Dave Matthews/Tim Reynolds together works. Reynolds is amazing on guitar and Matthews’ vocal/complimentary guitar make the songs riveting. “Gravedigger“, “Grace Is Gone” and Neil Young’s “Down by The River” are personal favorites.
Eric Clapton recording this album started the whole “Unplugged” series. This is not only the best “Unplugged” it is one of the best albums by Clapton in years. Totally raw and smoking.
- Michael Hedges - Aerial Boundaries
- Vlatko Stefanovoski & Miroslav Tadic - Tretja Majica
- Rodrigo y Gabriela - Rodrigo y Gabriela
- John Fahey - Legend of Blind Joe Death
- John McLaughlin - Remembering Shakti
Michael Hedges “Aerial Boundaries” is must for anyone who has ever looked at an acoustic guitar. No one has ever played the guitar like Hedges plays before him but many imitators after him. His untimely death in December 1997, left a huge whole in the innovation of acoustic guitar playing.

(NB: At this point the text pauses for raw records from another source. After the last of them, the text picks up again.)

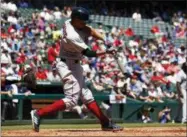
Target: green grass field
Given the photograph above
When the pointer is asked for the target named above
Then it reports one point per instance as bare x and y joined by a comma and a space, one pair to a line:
88, 126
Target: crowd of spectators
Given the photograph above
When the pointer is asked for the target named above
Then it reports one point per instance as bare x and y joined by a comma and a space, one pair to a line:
151, 65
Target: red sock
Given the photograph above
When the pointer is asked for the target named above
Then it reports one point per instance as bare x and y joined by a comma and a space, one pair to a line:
56, 106
94, 108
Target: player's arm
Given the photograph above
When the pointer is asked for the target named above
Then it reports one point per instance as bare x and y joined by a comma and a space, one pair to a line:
92, 32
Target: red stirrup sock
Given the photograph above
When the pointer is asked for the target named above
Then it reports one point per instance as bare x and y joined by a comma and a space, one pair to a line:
94, 108
56, 106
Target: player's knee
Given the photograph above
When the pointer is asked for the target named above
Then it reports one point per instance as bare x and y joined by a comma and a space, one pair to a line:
87, 96
70, 102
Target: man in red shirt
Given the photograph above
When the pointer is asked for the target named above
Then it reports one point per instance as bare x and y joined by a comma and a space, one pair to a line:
40, 74
52, 53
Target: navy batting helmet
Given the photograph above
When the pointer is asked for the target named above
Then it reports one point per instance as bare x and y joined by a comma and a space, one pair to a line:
80, 13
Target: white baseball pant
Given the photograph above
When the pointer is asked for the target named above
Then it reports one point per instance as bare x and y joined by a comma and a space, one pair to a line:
71, 73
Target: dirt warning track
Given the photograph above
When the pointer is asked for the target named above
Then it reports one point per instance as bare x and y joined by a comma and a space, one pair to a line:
140, 131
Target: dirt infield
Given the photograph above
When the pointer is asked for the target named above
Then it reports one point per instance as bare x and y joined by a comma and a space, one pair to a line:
143, 131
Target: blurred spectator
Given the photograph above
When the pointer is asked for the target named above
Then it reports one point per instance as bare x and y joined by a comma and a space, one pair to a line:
41, 74
12, 6
57, 13
53, 76
153, 94
52, 53
12, 18
136, 15
164, 115
46, 14
134, 87
23, 4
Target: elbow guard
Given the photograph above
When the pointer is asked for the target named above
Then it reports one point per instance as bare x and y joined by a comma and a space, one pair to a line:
89, 53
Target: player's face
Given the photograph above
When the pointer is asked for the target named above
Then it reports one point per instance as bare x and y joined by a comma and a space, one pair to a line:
79, 24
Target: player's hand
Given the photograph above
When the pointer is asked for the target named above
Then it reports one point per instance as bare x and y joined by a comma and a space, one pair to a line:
119, 97
111, 51
9, 93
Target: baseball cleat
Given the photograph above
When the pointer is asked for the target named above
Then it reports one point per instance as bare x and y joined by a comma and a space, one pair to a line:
35, 121
111, 127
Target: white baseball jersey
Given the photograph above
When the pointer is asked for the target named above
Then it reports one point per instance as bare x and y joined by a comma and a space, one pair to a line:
73, 42
71, 71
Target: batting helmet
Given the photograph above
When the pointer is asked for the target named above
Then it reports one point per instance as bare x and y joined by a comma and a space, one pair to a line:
80, 13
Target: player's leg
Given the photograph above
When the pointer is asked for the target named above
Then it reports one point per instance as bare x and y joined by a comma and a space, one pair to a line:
88, 100
71, 91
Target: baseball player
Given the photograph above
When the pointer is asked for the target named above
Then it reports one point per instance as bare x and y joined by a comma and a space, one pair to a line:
73, 47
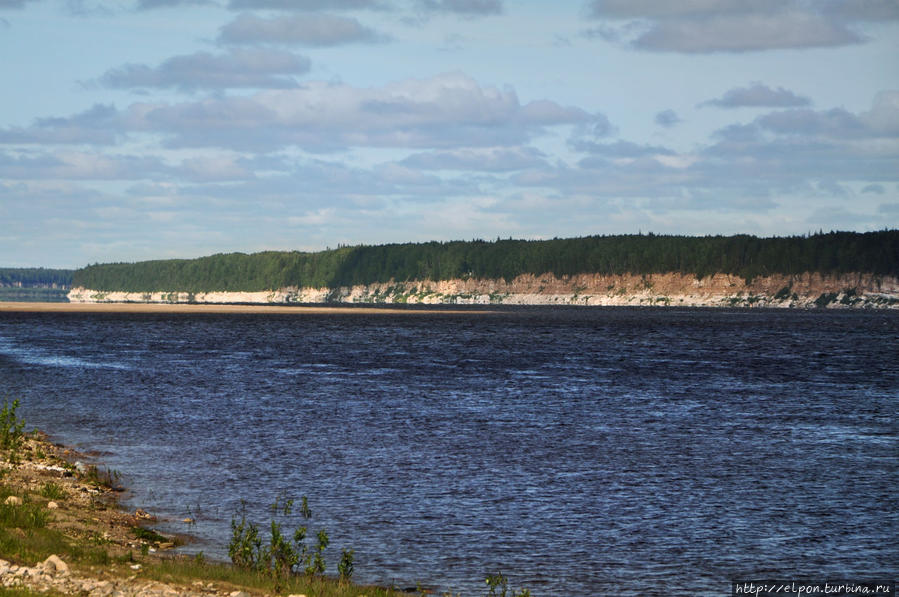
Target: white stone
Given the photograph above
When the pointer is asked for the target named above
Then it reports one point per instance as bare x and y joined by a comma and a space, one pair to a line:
55, 565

Vlatko Stefanovoski & Miroslav Tadic create a type of playing I had never heard before I was turned on to Stefanovski while I was in Europe. Stefanovski is considered to be the “Macedonian Guitar God” and is a very accomplished rock electric guitarist. His work with Leb I Sol and the V.S.Trio is a mazing. “Tretja Majica” is Vlatko’s other side. Deep rooted in gypsy rhythms and tonalities, Stefanovski and Tadic make a great duo.
Rodrigo y Gabriela are Mexican ex-metal heads who shed their armor and went flamenco. They are fairly new but they took Ireland by storm. Great version of Metallica’s “Orion” but the “Diablo Rojo” probably is the best on the album.
John Fahey was an undergraound blues/folk acoustic player that got little noteriety. I absolutely love the rawness of this album. Originally recorded in 1959, re-recorded in 1964 and once again in 1967, reissued in 1996 with both the 1964 and 1967 sessions plus songs dropped from the 1959 original recording.
John McLaughlin “Remembering Shakti” stretches our musical boundaries to the other side of the workd with the mix of amazing acoustic guitar and Indian instruments (tabla drums, ghatam and bansuri).